On July 2, the elegant actress lost her two-year battle with kidney
and lung cancer drawing her final breaths at home in Brentwood, Calif.
By her side were her husband of 21 years William "Kip" Gowans, 61, 
and her kids by an earlier marriage to Bill Colleran - writer 
Kate Sullivan, 32, and rock guitarist Matthew, 30.

More than 200 friends gathered at Westwood Mortuary on July 9 to bid
Lee Remick farewell. Jack Lemmon and Gregory Peck delivered eulogies,
and her children sang the title song from Anyone Can Whistle, 
her 1964 Broadway musical.

To the end, Remick described her life as "charmed." 
The daughter of Frank Remick, a wealthy Quincy, Mass., department-store owner,
and actress Pat Packard, Lee was taken by her mom to New York City at
age 7 after her parents' 1942 divorce. She attended the posh Hewitt School 
and Barnard College, dropping out to pursue her dream of acting. 

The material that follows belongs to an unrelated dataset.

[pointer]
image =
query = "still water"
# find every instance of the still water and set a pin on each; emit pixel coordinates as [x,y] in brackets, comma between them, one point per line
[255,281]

When in 1957 Remick cavorted onscreen as the nubile majorette in A Face
in the Crowd, Hollywood slotted her as a "new Brigitte Bardot."
But she pluckily chose challenging material rather than star fodder--the
alcoholic wife in the film Days of Wine and Roses, the blind heroine
in Broadway's Wait Until Dark and Lady Randolph Churchill in the 1975 
TV film Jennie. 
She was nominated for an Oscar, six Emmys and a Tony. She never won!

An intensely private person, Remick went public with her illness
to undo its stigma. Accepting the Cancervive 1990 Victory Award, she noted
"Of all the performances in my life, this one counts the most." 
Sadly, her final curtain has come down.